He was a ranking member of the house financial services committee. He blocked any tightened oversight on these government funded institutions. They played a HUGE role in the financial collapse by giving out mortgages to unqualified people.
He was a Minority member. You can't block stuff in the House.
Frank didn't sell any one a mortgage.
You really are quite uninformed.
He was one in charge of the oversight on Freddie Mac and Fannie Mae. I think it is you who is uninformed.
"On December 9,
The Atlantic published online an interview with Congressman Barney Frank. In it, he called me a "real extremist." This name-calling was not only false but also inappropriate to the seriousness of the issue -- which is whether government housing policy, and not the banks or the private sector, caused the 2008 financial crisis. I decided to respond to both Congressman Frank's statements and the questions he was asked about government housing policy and the financial crisis.

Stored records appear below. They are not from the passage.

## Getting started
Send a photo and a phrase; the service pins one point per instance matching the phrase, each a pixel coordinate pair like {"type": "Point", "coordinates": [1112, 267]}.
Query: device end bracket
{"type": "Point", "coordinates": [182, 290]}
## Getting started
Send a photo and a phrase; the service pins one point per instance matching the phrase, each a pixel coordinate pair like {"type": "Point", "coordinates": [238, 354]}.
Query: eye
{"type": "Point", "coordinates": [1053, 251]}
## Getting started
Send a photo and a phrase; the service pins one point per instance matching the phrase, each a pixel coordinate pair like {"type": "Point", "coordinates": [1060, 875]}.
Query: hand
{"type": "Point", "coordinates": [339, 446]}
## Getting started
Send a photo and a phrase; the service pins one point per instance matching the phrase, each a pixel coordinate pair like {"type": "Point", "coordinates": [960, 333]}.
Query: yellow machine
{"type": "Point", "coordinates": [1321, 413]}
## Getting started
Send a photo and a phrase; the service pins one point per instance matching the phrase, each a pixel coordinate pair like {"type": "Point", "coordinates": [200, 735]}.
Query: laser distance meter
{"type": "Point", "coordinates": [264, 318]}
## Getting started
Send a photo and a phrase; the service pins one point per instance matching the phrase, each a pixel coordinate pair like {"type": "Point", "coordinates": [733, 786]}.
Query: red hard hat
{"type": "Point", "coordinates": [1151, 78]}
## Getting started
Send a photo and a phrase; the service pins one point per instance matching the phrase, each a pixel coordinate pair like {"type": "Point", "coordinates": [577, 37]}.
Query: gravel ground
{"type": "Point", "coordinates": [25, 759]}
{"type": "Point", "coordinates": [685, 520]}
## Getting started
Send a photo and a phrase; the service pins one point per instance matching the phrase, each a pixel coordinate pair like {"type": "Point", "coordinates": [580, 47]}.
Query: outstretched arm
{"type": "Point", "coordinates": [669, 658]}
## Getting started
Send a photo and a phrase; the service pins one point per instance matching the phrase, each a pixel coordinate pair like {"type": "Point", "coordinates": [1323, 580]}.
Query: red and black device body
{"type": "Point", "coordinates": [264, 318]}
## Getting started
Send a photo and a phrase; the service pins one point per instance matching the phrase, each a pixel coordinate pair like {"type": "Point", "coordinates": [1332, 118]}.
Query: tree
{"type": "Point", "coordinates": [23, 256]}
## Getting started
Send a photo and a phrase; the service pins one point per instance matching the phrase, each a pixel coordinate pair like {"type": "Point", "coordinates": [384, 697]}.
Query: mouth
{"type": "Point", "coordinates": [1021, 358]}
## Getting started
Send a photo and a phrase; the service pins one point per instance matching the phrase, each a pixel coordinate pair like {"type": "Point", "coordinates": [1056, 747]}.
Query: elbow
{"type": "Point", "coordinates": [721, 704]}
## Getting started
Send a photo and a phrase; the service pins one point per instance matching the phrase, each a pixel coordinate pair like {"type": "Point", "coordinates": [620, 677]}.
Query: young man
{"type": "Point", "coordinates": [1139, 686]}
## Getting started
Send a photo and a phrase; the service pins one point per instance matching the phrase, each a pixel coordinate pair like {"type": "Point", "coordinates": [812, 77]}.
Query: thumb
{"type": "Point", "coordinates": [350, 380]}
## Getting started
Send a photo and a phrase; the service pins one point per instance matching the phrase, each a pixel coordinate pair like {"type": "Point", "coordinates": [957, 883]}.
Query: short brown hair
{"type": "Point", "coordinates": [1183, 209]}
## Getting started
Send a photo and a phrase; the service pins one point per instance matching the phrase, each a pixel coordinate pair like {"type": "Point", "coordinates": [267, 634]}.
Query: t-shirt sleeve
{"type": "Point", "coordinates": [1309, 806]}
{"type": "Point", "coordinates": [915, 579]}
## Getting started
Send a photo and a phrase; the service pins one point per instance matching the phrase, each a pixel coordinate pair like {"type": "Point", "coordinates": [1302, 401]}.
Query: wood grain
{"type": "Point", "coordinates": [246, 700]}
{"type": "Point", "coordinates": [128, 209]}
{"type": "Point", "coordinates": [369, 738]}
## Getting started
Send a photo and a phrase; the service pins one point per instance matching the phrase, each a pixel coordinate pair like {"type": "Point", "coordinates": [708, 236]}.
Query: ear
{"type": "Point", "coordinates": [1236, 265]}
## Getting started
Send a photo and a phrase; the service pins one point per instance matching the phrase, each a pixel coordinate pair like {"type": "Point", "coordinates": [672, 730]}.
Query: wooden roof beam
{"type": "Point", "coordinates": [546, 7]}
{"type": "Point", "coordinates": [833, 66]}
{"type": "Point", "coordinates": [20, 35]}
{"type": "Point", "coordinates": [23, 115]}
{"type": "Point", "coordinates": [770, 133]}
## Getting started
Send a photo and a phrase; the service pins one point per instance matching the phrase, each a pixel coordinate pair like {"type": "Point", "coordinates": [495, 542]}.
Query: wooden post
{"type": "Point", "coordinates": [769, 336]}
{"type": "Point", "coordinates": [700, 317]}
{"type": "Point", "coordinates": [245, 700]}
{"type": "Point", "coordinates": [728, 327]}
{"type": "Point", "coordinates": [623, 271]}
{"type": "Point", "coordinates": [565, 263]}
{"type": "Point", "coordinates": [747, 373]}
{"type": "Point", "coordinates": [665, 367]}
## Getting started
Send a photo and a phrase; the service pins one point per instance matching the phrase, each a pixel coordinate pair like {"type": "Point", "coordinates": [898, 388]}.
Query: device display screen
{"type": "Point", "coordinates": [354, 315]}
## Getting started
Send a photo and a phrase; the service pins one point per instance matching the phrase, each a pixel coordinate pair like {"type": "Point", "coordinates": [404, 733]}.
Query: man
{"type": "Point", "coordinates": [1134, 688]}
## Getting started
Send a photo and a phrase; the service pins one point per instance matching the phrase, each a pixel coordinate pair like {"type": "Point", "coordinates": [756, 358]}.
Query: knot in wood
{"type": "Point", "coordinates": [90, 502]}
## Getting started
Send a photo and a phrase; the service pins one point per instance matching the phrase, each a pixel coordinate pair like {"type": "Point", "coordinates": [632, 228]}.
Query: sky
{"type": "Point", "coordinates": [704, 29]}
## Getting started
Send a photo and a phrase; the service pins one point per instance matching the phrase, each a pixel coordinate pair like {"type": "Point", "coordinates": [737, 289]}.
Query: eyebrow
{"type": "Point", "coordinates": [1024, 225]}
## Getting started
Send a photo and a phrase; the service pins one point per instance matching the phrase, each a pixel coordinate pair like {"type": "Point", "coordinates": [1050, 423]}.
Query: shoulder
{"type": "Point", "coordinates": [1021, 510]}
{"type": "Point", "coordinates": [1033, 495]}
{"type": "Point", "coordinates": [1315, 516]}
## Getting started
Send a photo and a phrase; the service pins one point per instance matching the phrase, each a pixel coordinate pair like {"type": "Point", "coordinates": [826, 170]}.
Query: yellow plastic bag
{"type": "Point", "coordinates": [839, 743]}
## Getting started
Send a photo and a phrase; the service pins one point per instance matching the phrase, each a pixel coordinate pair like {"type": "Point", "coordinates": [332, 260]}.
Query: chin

Congressman Frank, of course, blamed the financial crisis on the failure adequately to regulate the banks. In this, he is following the traditional Washington practice of blaming others for his own mistakes. For most of his career, Barney Frank was the principal advocate in Congress for using the government's authority to force lower underwriting standards in the business of housing finance. Although he claims to have tried to reverse course as early as 2003, that was the year he made the oft-quoted remark, "I want to roll the dice a little bit more in this situation toward subsidized housing." Rather than reversing course, he was pressing on when others were beginning to have doubts."